A knight in a small town in France needed to go hunting and decided to leave his infant son at home sleeping, guarded by his faithful greyhound Guinefort.

Upon returning, the knight was distressed to find his home in complete disarray and the child no where to be seen. He searched his home and found only his dog covered in blood. Enraged thinking that Guinefort had killed his son, the knight drew his sword and killed the dog.

Barely a moment later, the knight heard a child crying. The sound led him to his son, alive and safe, under his bed – with the dead body of a snake nearby.

Suddenly, the knight realized the truth: not only had Guinefort not killed his son, Guinefort had actually saved him by killing the snake, explaining the blood.

Grieved by his mistake, the knight dropped Guinefort’s body into a nearby well, covered it with stones, planted trees nearby, and set up a shrine for the faithful dog.
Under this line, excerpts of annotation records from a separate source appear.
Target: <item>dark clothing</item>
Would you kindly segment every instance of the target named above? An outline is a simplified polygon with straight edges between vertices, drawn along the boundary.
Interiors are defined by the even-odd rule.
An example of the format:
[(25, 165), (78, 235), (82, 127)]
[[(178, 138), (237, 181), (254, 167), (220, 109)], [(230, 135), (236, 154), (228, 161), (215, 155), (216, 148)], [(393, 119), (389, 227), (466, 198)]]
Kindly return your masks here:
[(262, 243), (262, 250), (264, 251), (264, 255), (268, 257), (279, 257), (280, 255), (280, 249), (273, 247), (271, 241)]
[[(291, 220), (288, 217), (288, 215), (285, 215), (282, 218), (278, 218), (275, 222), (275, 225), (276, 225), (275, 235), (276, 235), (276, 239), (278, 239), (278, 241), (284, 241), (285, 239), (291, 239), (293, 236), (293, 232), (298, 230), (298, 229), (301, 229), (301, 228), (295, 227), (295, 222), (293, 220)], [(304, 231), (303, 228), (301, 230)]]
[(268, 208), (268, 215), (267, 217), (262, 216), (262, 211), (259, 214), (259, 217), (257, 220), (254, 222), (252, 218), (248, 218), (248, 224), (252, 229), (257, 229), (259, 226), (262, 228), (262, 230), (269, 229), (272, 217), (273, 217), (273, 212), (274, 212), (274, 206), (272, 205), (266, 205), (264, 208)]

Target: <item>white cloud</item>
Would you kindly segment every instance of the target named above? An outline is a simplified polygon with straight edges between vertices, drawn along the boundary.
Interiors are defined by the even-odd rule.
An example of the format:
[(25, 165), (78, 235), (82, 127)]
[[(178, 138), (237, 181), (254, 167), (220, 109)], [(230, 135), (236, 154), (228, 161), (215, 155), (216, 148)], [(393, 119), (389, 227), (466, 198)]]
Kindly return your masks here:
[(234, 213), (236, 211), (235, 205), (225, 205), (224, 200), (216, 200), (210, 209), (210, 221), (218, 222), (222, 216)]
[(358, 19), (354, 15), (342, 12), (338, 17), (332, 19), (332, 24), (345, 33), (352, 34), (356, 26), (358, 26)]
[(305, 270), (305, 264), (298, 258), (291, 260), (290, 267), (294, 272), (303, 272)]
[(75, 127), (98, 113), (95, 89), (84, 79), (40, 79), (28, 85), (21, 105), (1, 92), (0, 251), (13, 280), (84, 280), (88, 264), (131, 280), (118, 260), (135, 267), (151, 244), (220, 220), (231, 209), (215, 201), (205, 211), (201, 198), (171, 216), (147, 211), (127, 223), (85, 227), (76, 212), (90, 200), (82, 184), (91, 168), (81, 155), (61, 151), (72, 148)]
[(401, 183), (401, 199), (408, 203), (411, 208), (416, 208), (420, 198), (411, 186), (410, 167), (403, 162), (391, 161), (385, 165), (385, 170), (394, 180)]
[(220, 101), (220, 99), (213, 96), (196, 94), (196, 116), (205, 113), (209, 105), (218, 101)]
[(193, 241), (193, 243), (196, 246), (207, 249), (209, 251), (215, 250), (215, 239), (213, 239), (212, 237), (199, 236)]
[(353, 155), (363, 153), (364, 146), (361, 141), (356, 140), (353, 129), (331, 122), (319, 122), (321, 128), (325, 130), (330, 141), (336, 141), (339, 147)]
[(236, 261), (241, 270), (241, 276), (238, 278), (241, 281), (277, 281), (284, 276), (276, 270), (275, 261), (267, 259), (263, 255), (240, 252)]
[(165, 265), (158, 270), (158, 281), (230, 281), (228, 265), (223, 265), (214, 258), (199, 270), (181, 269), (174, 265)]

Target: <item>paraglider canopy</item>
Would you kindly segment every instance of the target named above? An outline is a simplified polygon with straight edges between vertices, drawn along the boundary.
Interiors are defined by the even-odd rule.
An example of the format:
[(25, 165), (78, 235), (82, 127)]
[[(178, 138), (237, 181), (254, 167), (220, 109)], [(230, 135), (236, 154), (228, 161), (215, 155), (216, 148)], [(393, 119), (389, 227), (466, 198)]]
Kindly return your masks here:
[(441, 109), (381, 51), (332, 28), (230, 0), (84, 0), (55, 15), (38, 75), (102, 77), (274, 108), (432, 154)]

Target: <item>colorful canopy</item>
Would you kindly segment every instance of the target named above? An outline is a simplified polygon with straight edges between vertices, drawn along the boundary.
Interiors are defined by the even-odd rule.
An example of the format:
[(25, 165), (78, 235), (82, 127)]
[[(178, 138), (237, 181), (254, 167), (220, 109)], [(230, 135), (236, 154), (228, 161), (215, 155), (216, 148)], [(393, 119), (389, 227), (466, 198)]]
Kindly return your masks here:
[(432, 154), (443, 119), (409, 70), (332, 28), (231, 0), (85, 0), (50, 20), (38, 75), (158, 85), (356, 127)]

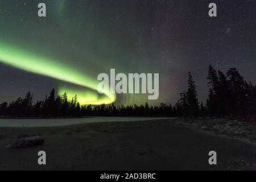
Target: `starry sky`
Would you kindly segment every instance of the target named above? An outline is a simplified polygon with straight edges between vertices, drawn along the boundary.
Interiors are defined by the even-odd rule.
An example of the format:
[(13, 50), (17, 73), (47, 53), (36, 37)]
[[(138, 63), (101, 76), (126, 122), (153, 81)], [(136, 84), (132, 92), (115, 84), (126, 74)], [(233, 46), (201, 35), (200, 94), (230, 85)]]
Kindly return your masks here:
[[(0, 102), (28, 91), (43, 100), (54, 88), (83, 104), (174, 104), (188, 71), (204, 101), (210, 64), (256, 84), (255, 8), (255, 0), (0, 0)], [(97, 76), (110, 68), (159, 73), (159, 99), (99, 95)]]

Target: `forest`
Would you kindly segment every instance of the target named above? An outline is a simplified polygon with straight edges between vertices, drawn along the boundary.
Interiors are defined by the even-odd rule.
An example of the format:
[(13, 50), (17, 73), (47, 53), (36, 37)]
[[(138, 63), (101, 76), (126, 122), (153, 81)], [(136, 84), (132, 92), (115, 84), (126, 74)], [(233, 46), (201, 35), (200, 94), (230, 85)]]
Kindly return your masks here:
[(102, 104), (80, 105), (75, 96), (68, 101), (65, 93), (55, 96), (53, 89), (44, 101), (34, 102), (33, 94), (28, 92), (24, 98), (0, 104), (0, 115), (14, 117), (52, 117), (84, 116), (144, 116), (197, 118), (236, 117), (250, 119), (256, 115), (256, 85), (247, 82), (236, 68), (226, 73), (217, 71), (211, 65), (207, 76), (209, 88), (206, 101), (199, 101), (196, 85), (188, 72), (188, 88), (181, 92), (177, 102), (161, 103), (159, 106), (144, 105), (124, 106)]

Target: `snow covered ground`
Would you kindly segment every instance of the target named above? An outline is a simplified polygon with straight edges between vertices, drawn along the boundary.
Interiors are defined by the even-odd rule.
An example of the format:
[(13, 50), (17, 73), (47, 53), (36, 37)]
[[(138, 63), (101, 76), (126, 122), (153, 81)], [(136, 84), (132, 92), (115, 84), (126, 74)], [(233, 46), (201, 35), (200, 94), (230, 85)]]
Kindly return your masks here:
[(175, 119), (176, 123), (210, 134), (256, 144), (256, 122), (228, 119)]
[(0, 119), (0, 127), (53, 127), (105, 122), (129, 122), (164, 119), (170, 118), (91, 117), (52, 119)]

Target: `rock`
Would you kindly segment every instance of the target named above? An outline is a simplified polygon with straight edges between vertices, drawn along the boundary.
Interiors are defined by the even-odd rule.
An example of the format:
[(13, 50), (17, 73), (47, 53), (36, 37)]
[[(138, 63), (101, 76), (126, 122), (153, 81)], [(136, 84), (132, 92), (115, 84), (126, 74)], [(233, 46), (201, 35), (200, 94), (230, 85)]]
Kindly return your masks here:
[(209, 127), (207, 127), (206, 126), (204, 126), (201, 128), (201, 130), (207, 130), (207, 131), (209, 131), (210, 130), (210, 129)]
[(18, 141), (7, 145), (5, 148), (27, 148), (42, 145), (44, 143), (44, 138), (42, 136), (34, 136), (19, 139)]

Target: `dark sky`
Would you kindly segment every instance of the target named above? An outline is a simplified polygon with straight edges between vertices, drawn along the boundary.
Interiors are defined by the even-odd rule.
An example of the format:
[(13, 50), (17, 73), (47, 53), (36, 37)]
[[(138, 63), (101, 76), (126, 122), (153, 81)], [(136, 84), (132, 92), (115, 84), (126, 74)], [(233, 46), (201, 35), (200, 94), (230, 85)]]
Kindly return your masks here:
[[(38, 16), (40, 2), (46, 18)], [(210, 2), (217, 17), (208, 16)], [(176, 102), (189, 71), (204, 101), (210, 64), (224, 72), (236, 67), (256, 84), (255, 8), (255, 0), (1, 0), (0, 102), (28, 91), (44, 99), (53, 88), (100, 99), (97, 76), (110, 68), (159, 73), (152, 104)], [(122, 104), (147, 101), (117, 97)]]

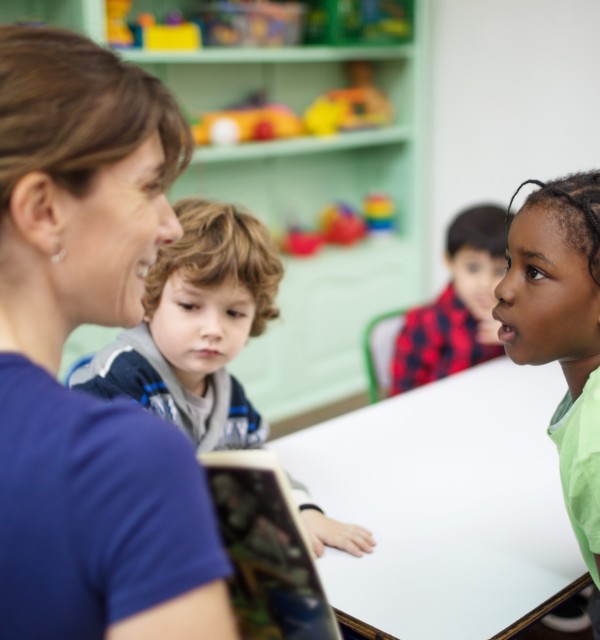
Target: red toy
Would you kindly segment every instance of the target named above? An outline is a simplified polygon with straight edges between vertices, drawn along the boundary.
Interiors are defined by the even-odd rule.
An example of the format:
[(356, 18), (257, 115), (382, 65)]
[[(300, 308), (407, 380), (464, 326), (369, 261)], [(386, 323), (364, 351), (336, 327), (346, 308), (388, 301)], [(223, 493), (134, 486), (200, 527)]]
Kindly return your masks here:
[(325, 242), (354, 244), (365, 237), (365, 221), (344, 202), (329, 205), (321, 212), (321, 230)]
[(283, 239), (281, 248), (293, 256), (312, 256), (322, 244), (323, 238), (316, 231), (291, 229)]

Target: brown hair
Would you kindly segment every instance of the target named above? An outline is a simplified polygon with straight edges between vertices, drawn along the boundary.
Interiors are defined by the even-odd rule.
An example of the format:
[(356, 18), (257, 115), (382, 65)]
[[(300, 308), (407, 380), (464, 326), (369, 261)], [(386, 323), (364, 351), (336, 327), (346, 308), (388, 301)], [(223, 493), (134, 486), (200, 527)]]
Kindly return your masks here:
[(279, 317), (275, 296), (283, 263), (267, 227), (236, 205), (183, 198), (173, 205), (183, 236), (163, 247), (146, 278), (143, 303), (152, 315), (168, 278), (178, 272), (192, 286), (213, 287), (232, 278), (256, 303), (251, 336), (264, 333)]
[(160, 80), (76, 33), (0, 27), (0, 87), (0, 216), (27, 173), (85, 195), (100, 166), (156, 131), (165, 189), (191, 158), (189, 126)]

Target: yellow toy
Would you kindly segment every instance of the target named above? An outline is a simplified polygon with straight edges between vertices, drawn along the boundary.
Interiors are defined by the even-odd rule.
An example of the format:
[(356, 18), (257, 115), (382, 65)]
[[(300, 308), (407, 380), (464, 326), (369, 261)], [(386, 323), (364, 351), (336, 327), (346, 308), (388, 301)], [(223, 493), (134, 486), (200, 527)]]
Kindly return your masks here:
[(307, 133), (315, 136), (331, 136), (338, 132), (349, 115), (348, 102), (321, 96), (304, 112), (304, 126)]
[(111, 47), (133, 45), (133, 34), (127, 26), (132, 0), (106, 0), (106, 41)]

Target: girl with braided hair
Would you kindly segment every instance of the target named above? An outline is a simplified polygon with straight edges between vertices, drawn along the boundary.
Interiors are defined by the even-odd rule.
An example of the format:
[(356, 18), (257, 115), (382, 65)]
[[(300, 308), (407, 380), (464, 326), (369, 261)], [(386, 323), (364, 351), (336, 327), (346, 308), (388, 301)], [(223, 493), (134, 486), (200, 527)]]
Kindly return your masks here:
[[(568, 391), (548, 433), (575, 536), (600, 587), (600, 171), (527, 180), (511, 204), (526, 185), (538, 188), (510, 224), (493, 315), (513, 362), (562, 367)], [(590, 607), (596, 640), (597, 595)]]

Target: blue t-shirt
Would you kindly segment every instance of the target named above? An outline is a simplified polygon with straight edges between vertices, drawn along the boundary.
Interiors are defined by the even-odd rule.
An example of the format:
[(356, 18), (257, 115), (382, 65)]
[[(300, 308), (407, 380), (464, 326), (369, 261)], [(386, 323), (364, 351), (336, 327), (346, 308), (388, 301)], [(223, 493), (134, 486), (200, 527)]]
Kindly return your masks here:
[(0, 637), (95, 640), (229, 574), (204, 472), (172, 425), (0, 354)]

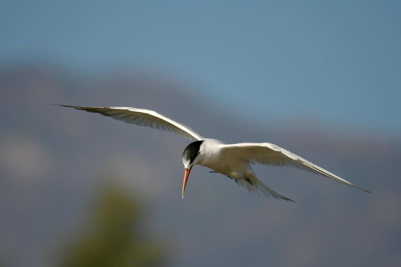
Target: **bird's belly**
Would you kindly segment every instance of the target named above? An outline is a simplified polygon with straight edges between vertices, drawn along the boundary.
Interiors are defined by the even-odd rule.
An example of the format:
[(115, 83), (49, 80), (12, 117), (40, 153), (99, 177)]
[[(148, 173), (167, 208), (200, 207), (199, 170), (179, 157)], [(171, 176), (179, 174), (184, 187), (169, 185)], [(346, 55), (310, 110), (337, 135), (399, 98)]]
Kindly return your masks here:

Veneration of the holy dog grew quickly, with locals turning to the dog for miracles.

“The local peasants… began to visit the place and honor the dog as a martyr,” 13th century Dominican Stephen of Bourbon wrote of Guinefort, “in quest of help for their sicknesses and other needs.”

But Stephen thought this was a bad thing: “They were seduced and often cheated by the Devil so that he might in this way lead men into error. Women especially, with sick or poorly children, carried them to the place, and went off a league to another nearby castle where an old woman could teach them a ritual for making offerings and invocations to the demons and lead them to the right spot.”

Stephen describes a strange occultish ritual he says developed around the dog’s shrine that involved leaving sick children on straw near a fire that led to the death of many children.

Stephen was an inquisitor with the authority to mete out all sorts of punishments for what could be considered infanticide and witchcraft. But he concluded that the locals were more confused than malicious and simply ordered that they stop performing the dangerous ritual.

The Church never canonized the dog, because dogs don’t have immortal souls and so can’t be saints. So don’t ask for the intercession of St. Guinefort!

Nonetheless, veneration of Guinefort persisted to the 20th century. Even today, if you ask around certain areas of France, you might be able to find people who still tell the story of St. Guinefort.